Poetry in motion, motion in poetry

I came across this poem recently. It’s published in the The Runner’s Literary Companion.

Poetry is sort of like opera for me: I don’t get it most of the time and, as a result, it ends up making me feel bad about myself. So I avoid it. But sometimes I happen across something that clicks, at least in the poetic realm (hasn’t happened yet in the operatic one).

I thought about this poem while finishing up my last 1000m interval yesterday morning. I especially like the final verse.

This Runner
by Francis Webb

This runner on his final lap
Sucks wildly for elusive air;
Space is a vortex, time’s a gap,
Seconds are shells that hiss and flare
Between red mist and cool white day
Four hundred throttling yards away.

Each spike-shaped muscle, yelping nerve,
Worries, snaps at his stumbling weight;
He goes wide on this floating curve,
Cursing with crazy hammering hate
A rival glued to inside ground
Who flogs his heart, forces him round.

Friends, here is your holiday;
Admire your image in this force
While years, books, flesh and mind give way
To the sheer fury of the source.
Here is your vicious, central shape
That has no need of cheer or tape.

Baby’s first cortisone shot

So I guess I’m a real runner now, having received my first cortisone shot about an hour ago.

A few weeks ago, 10 miles into a fast 15 miler, the top of my left foot started complaining. I thought I’d just tied the shoe too tight and had bruised it. But when I got home, there was a large, tender bump visible on the top of the foot, just under where the lace ties.

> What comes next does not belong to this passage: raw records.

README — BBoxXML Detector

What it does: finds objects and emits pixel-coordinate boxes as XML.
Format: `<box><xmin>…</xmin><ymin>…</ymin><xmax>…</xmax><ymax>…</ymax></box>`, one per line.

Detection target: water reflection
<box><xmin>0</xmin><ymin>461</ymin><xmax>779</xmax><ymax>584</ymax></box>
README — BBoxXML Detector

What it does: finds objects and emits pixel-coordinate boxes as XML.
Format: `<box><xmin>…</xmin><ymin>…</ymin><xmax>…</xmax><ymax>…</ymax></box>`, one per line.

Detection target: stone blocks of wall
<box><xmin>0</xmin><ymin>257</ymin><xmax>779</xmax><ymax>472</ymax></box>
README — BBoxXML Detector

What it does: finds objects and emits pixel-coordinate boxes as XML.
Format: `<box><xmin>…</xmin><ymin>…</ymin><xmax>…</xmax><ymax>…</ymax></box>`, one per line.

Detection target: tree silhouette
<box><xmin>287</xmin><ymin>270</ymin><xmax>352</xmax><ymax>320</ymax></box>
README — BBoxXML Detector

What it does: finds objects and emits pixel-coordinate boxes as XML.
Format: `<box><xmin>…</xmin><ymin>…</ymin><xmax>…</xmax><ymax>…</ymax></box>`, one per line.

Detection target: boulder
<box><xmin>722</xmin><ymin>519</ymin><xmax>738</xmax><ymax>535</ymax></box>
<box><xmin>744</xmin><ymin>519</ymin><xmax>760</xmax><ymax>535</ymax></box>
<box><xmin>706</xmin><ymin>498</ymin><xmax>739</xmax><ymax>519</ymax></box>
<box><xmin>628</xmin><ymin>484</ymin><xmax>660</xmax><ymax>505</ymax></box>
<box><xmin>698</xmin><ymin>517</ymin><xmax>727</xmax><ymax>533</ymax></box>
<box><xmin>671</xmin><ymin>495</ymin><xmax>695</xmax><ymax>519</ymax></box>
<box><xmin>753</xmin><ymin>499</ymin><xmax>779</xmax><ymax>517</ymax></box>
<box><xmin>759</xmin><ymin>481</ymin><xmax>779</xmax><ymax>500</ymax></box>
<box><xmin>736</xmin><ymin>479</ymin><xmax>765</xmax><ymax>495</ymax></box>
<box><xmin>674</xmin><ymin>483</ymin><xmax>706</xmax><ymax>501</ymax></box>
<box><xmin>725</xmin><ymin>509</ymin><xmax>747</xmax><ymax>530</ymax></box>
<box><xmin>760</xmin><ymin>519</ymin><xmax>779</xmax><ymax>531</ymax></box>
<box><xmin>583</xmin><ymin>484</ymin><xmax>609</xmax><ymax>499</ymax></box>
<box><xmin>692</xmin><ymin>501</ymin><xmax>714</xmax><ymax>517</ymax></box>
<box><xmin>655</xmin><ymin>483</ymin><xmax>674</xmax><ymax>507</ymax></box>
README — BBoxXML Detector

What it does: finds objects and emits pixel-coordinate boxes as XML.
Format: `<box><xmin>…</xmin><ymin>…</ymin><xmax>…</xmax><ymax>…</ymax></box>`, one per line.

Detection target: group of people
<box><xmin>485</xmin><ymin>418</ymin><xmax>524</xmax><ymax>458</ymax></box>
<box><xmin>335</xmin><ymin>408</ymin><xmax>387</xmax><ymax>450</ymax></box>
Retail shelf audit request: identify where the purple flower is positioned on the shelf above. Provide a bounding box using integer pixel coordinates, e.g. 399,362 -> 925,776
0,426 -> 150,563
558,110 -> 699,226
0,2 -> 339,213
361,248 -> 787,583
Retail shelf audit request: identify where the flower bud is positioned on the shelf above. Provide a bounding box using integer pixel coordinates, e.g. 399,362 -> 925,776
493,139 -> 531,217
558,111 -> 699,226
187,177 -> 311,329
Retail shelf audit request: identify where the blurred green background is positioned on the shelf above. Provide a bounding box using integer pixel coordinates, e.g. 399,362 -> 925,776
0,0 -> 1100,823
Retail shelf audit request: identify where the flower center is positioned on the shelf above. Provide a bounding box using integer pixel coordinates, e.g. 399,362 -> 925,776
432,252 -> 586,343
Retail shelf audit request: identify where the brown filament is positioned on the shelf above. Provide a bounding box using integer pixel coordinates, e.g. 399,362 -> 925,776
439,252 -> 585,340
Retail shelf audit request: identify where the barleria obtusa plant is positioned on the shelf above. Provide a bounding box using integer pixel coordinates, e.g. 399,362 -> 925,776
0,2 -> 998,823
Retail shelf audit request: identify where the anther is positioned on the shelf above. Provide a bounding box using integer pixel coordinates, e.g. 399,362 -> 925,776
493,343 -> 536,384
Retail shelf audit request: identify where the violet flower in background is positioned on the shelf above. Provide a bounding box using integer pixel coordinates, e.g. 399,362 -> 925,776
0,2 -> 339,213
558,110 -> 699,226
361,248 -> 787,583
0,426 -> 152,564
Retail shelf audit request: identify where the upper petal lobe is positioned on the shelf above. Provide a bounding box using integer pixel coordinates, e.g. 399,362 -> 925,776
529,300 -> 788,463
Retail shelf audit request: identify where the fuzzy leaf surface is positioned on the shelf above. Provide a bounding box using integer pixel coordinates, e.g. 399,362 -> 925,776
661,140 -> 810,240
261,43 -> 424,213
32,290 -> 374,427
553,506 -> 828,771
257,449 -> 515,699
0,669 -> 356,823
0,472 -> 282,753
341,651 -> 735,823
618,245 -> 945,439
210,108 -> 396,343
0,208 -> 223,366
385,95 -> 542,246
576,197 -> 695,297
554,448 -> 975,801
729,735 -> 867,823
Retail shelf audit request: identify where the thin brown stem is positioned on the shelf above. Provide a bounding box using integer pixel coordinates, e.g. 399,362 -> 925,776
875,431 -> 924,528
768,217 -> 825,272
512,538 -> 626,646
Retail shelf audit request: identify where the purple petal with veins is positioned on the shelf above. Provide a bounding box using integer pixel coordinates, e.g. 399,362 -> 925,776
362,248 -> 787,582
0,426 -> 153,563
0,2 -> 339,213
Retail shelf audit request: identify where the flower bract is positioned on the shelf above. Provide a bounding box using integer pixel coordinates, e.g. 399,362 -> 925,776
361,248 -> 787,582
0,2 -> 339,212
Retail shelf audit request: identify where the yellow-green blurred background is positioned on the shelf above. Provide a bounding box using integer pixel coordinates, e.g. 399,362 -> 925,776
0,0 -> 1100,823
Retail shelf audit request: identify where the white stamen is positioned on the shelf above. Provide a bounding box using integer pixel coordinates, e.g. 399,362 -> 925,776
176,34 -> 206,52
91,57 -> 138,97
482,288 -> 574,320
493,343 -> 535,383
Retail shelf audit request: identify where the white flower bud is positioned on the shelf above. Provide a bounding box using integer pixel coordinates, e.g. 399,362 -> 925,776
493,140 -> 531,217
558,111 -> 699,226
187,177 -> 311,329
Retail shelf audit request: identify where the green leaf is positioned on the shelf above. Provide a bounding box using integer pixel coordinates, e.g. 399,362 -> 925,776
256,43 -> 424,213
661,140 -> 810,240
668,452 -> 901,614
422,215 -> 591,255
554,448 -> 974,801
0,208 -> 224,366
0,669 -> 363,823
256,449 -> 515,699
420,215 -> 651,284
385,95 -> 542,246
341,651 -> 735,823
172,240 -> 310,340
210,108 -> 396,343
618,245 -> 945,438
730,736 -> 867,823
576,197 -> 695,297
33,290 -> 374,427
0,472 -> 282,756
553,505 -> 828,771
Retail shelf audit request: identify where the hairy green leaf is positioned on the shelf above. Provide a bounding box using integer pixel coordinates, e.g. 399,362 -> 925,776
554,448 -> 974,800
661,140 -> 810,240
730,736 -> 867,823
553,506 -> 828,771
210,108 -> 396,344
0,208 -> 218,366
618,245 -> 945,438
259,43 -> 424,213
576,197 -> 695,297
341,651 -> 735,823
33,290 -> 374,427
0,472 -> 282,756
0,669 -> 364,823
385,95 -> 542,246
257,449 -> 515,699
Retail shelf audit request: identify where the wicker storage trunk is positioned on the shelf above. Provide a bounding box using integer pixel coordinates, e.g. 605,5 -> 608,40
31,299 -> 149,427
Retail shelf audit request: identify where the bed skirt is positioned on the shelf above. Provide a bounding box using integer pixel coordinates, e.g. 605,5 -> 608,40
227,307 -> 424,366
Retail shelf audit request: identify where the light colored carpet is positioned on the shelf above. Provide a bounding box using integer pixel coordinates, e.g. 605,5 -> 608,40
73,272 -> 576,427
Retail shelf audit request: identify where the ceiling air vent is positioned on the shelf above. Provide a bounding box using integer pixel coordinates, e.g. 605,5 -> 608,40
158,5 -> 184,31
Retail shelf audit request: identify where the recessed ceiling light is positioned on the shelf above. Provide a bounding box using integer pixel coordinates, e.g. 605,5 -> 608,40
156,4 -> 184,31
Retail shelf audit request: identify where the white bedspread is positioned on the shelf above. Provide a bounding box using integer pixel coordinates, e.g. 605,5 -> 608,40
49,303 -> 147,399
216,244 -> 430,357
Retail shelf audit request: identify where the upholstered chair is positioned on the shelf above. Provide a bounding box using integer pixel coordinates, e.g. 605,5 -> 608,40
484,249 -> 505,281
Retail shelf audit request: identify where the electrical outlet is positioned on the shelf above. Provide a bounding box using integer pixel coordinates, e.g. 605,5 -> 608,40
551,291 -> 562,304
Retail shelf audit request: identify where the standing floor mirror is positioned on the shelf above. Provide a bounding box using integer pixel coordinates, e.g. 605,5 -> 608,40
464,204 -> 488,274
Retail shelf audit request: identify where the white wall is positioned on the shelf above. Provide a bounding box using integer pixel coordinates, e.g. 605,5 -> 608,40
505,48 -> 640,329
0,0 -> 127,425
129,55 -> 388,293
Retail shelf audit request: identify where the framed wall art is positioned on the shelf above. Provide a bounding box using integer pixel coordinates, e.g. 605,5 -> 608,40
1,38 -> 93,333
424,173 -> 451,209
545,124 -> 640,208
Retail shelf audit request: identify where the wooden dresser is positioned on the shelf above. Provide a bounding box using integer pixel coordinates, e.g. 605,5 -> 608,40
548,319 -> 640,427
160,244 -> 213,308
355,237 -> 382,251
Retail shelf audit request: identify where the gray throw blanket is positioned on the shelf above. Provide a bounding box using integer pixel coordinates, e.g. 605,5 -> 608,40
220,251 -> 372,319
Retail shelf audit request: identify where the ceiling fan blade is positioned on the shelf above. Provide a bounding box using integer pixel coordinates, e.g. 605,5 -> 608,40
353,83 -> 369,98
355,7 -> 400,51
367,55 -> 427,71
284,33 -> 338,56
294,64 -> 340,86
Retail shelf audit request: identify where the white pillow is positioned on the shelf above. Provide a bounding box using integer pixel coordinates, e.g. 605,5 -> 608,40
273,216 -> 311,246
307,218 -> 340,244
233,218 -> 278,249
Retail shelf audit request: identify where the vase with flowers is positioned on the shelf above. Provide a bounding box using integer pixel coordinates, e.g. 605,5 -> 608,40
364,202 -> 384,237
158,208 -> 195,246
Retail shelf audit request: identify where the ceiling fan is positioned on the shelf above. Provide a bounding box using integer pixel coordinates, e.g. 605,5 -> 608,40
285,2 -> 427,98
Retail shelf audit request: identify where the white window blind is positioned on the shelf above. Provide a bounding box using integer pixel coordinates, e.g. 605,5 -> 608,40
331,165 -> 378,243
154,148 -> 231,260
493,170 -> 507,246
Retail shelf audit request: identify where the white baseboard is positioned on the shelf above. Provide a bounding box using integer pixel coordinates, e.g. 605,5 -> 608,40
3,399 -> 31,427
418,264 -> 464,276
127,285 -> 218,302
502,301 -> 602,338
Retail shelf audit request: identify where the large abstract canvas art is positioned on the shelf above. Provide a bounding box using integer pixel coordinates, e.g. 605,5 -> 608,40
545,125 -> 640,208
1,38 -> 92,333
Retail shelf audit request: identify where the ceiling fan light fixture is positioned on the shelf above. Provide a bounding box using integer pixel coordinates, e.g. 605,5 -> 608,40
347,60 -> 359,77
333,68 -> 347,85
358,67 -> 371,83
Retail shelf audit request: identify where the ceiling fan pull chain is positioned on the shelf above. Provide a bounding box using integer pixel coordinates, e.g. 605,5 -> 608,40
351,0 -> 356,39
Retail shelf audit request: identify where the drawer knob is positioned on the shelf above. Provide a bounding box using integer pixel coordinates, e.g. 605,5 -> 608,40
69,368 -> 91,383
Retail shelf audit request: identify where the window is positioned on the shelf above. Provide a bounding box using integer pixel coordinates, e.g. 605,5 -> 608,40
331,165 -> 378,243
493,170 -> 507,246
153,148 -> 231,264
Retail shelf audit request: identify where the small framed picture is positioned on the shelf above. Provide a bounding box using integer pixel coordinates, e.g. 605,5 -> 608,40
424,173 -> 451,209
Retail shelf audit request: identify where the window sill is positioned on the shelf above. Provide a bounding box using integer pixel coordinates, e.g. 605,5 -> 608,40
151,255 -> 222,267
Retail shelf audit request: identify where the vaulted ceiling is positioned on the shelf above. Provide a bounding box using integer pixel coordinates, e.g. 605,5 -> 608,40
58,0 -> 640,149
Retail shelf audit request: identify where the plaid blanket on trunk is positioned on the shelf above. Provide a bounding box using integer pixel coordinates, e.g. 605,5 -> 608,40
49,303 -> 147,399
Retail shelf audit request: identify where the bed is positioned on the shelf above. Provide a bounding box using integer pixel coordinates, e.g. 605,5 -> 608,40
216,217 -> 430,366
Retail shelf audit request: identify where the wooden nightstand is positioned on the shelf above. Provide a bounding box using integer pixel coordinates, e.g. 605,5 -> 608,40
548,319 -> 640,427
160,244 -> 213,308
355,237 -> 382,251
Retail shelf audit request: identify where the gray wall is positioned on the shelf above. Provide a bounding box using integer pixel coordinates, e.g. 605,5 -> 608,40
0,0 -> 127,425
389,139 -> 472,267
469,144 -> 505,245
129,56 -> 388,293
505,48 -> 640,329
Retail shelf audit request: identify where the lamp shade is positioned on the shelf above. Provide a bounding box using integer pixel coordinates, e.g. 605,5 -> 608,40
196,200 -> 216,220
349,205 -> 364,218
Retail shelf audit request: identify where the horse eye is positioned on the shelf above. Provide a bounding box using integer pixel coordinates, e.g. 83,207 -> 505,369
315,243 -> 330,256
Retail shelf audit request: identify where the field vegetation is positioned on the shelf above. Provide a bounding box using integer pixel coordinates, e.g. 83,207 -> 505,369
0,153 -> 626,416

Over the next few days, the pain (and bump) flared up and subsided repeatedly. Sometimes it was quite painful to the touch (in which case I would huff Tylenol before running), other times it was barely noticeable.

It hasn’t been bad over the past week, but I went in to see my favorite local ortho/sports med. guy anyway this morning. Diagnosis: a cyst on my anterior tibiotalar ligament. Apparently all the rage among runners and ballet dancers.

I’m awaiting the advent of “cortisone flare” — the intensifying of pain 24-36 hours after the shot — followed by the promised cessation of pain. The actual cyst will also probably go away in a few weeks. If it doesn’t, I go under the scalpel.

At least I had the sense to do my faster track workout this morning. The next two days is all recovery running. Good timing, I guess.